Но это ничего не значит, не значит ничего, это нули за запятой. Эти умоляющие нули, эту насмешку ценности я отдаю кому-то только потому, что он едет на велосипеде. Ну что это дает, что это дает, что это дает, что дает, дает, дает, дает, дает. Что дает повтор этих слов, если велосипед уже уехал за другой квартал, за угол дома и никогда не узнает, что такое Минск. Остается тлеющая шутка. Лестница, ведущая в туннель. Утренняя тень отбрасывает свежий дождь на ступени, а шаги по ним получают ничто, получают нули. И упавший уголек еще светится хотя бы лучами темноты, шаги сквозь Рижские улицы по утрам не отбрасывают тени. они только. они – символы комфортного менталитета Универмаг Центр. Надо быть. Надо быть другим мгновеньям, надо быть в Минских туннелях, чтобы чувствовать как Белоруссия исчезает. И теперь она действительно исчезает. На ногах еще те же брюки, но уже с другой пылью и ошибками. Та же темень, но сквозь нее струятся кабаки с хмельным запахом.
РУКИ ЧИСТЫЕ
Хорошо. Конец. Конечный гам. Мечты, темные шрамы, все приобретает свою окраску, я тоже, ты тоже, и цветы каштанов тоже, и окна поездов. Слова. Имена. Все это забывается. Как тебя зовут, я забыл. Где Белая Русь, я запамятовал.

Где я живу и стелю постель. Этого я не могу забыть. Что хочешь забыть, не можешь забыть. Нужно только у кого-нибудь спросить – как? где? во сколько?, и улицы откроются, и разбитые шоссе заскользят, и следуй за ними. Но это обычно забывается, забыть это, стряхнуть с тополиным пухом в зените лета. Только спроси – во сколько? идет автобус в Минск. НИ ВО СКОЛЬКО. Как? туда попасть. НИКАК. Что? там нужно делать. НИЧЕГО. Так исчезает Минск. Так исчезают народные песни и дым костров. Они дымятся как шутки, испаряются как тени - - - - - - под сенью деревьев.
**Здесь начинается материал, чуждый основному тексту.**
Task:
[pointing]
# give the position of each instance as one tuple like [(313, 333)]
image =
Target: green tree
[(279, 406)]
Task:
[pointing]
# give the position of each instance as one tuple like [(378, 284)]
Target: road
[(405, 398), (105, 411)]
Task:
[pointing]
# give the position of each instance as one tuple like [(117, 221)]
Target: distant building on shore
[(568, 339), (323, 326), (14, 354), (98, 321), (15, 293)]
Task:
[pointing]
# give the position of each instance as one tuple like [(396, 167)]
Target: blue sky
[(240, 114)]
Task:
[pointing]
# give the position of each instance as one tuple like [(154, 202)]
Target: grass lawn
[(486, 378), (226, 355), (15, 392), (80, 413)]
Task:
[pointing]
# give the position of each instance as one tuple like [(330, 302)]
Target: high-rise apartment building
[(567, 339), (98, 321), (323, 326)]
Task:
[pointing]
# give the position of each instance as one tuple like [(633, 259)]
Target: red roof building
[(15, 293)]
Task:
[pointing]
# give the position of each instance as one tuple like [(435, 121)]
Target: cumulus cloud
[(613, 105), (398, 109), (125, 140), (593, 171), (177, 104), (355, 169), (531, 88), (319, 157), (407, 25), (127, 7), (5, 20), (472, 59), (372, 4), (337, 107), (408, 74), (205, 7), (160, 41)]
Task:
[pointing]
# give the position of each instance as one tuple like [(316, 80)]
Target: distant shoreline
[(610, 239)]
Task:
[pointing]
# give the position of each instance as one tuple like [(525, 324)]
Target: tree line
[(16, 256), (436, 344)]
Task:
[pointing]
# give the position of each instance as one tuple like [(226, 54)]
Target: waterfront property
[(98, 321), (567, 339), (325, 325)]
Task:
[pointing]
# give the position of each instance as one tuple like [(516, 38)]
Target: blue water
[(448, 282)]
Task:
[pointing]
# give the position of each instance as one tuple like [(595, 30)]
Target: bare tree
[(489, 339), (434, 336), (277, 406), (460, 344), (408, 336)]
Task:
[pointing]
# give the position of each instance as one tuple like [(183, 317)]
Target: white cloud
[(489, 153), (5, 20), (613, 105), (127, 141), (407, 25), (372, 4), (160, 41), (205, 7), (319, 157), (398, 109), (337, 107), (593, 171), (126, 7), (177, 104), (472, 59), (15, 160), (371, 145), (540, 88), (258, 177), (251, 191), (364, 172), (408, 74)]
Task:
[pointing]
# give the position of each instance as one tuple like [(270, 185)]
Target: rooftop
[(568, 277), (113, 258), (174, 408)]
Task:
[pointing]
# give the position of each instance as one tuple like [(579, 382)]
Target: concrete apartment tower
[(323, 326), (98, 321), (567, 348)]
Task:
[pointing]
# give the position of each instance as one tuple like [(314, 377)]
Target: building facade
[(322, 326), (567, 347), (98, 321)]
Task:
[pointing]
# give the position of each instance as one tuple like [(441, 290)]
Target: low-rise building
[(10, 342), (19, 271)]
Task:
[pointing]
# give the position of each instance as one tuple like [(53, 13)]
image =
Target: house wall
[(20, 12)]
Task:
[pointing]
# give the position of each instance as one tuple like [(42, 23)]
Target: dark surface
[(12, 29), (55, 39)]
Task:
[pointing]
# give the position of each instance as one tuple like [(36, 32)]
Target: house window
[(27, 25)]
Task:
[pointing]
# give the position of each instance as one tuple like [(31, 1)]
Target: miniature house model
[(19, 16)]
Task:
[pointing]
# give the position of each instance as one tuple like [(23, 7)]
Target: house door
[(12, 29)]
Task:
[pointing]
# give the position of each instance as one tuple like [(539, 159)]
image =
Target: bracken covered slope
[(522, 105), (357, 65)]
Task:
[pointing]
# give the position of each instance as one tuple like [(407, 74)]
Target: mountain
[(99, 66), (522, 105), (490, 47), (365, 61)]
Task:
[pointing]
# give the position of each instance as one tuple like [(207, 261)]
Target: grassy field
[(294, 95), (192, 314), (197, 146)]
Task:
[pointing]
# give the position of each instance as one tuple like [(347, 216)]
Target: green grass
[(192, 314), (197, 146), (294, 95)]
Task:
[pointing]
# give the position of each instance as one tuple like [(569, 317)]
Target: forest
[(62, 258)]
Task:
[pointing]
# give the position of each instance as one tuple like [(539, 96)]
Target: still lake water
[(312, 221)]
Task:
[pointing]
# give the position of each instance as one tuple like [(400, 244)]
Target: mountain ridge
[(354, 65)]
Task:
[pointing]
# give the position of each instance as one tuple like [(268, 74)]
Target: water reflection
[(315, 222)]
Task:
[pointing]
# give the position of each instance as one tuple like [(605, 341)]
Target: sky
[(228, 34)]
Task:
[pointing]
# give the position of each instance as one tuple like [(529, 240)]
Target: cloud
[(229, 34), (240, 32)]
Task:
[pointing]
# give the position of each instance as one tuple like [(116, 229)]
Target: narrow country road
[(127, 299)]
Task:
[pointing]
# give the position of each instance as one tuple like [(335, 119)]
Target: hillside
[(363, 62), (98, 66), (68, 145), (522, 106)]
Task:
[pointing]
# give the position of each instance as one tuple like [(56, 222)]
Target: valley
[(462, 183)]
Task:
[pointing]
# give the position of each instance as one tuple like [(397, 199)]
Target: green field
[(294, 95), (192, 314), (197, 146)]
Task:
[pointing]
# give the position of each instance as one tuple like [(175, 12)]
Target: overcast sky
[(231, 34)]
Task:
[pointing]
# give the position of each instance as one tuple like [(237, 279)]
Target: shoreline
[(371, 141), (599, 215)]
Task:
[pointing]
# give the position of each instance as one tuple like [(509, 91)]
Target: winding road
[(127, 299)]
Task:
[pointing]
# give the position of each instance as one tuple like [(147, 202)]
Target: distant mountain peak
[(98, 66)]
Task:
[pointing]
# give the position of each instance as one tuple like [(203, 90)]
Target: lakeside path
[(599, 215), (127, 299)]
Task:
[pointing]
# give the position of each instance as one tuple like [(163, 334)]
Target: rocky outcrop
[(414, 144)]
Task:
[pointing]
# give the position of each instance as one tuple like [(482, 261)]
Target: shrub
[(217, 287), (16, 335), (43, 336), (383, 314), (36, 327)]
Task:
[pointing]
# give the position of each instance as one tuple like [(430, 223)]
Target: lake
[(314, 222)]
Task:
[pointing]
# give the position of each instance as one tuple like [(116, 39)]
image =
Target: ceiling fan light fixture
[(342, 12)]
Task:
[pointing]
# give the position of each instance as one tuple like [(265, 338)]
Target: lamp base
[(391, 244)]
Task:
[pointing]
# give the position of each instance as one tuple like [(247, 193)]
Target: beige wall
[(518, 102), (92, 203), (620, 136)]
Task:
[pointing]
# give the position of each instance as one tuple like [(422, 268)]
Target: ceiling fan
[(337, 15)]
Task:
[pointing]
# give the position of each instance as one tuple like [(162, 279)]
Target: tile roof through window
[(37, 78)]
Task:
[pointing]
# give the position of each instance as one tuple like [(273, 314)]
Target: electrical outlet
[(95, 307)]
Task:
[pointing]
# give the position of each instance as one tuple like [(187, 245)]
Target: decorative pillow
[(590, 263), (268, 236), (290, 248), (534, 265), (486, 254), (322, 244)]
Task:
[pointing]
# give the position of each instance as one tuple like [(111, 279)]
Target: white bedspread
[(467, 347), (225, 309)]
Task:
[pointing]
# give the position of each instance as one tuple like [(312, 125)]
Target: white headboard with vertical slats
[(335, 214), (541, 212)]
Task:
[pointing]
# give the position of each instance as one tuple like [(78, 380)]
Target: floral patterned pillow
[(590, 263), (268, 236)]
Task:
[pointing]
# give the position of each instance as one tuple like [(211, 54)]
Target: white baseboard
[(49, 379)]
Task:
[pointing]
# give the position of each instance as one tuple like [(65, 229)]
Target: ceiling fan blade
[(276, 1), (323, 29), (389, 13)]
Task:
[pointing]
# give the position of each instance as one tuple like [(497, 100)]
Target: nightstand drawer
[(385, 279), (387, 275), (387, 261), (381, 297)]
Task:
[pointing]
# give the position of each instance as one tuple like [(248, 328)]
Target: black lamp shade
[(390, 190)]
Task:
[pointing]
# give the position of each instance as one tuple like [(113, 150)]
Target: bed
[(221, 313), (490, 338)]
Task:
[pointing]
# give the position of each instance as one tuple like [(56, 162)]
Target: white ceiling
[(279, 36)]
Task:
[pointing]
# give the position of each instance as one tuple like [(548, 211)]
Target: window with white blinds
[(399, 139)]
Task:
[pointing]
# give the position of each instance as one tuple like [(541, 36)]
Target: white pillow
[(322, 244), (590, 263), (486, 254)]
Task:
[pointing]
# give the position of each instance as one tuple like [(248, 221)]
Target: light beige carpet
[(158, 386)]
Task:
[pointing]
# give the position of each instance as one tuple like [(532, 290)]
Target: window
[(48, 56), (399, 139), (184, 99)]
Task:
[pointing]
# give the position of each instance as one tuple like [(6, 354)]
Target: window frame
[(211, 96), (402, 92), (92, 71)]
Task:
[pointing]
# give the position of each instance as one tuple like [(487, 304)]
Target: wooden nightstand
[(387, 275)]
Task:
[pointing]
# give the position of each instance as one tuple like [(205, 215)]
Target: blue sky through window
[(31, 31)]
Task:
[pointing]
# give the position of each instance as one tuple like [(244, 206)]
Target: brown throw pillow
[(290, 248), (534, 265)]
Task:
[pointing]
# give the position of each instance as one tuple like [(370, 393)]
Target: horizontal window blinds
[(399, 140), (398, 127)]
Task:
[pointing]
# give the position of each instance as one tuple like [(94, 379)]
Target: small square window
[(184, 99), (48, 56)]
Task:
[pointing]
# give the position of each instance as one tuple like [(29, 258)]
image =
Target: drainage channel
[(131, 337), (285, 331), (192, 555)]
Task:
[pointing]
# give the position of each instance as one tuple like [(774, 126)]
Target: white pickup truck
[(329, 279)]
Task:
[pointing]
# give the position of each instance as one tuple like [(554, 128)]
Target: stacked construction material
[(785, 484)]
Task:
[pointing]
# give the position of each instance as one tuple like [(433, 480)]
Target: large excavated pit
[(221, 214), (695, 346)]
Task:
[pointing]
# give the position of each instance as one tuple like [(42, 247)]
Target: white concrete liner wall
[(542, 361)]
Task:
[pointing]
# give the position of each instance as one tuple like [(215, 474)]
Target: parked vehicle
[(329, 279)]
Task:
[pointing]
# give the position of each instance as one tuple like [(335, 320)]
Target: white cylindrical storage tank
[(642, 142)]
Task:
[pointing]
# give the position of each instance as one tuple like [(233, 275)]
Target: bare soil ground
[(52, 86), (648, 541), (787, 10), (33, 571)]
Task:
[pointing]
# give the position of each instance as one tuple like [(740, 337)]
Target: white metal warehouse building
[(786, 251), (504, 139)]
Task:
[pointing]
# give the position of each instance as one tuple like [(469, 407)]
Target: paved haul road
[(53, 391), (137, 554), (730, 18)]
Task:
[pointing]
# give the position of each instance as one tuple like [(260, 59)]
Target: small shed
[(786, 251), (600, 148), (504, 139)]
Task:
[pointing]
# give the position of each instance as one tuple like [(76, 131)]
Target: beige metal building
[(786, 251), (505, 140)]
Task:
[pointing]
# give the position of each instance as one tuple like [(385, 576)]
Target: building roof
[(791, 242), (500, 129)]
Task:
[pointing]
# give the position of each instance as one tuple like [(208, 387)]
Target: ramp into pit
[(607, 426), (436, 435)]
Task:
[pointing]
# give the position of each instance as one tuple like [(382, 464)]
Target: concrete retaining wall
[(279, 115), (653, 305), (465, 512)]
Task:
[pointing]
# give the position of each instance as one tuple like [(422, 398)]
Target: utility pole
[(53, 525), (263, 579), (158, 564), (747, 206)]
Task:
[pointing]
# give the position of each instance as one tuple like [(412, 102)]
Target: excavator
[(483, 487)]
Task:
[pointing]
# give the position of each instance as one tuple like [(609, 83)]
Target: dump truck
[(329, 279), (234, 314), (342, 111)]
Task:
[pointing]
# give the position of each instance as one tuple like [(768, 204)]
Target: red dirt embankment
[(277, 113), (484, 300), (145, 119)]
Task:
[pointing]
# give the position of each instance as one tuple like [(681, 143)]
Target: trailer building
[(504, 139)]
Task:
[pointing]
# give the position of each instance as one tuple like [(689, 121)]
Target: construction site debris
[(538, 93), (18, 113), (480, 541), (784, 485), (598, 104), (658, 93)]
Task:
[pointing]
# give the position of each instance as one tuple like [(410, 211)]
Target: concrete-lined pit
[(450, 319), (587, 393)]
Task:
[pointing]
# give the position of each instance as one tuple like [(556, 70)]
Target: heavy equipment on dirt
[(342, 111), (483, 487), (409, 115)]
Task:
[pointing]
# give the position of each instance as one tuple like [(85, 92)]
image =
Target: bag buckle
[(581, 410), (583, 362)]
Уже смеркается. Магазины закрываются, остаюсь один между собой и дождливым днем. И насмешливый смех. Кто напишет смех тот долго плачет кто плачет когда все видят тот все время смеется и смешливые глаза в которых он. Не надо. Не надо утверждать что все отличается. Не так. Меняет ли тень свой звук будучи в Гомеле, становится ли тротуар шоссе, когда он в Минске. Становится. Становится шоссе становится тенью. Становится сумерками тени, но никогда не свинцом каштана, под которым поддерживают разговор. И разговор живет. Разговора не может не быть, потому как без разговора умирает новая ментальность, она требует речи, требует вереницы ярких мгновений, требует светлого дня и требует коричневых каштанов. Свинец каштанов склоняется над автобусом на Минск. Как? туда попасть. Никак. И автобус пуст, лишь в тени кресел сидит Альгерт с обоженными углем руками.

>> >> >> >> >>

Если я рассказываю это тебе.
Если ты смотришь в окно на распускающиеся почки.
Какое тогда имеет значение где я. Я поеду домой. я чувствую что Белоруссия исчезла и мне больше нечего сказать. Нечего. Шрамы зажили. Темень заросла тополиным пухом. Этим закатным дням не будет продолжения. Я уже действую без них. Без ничего. Без никому нигде никуда он не идет он стоит в самом ЦЕНТРЕ Риги.

Больше ни слова. Больше тишина. Ни одного.

Куда мне спешить. Куда идут рельсы в подземелье. Под Минском где рождается другой Минск Минск можжевельника и рельс.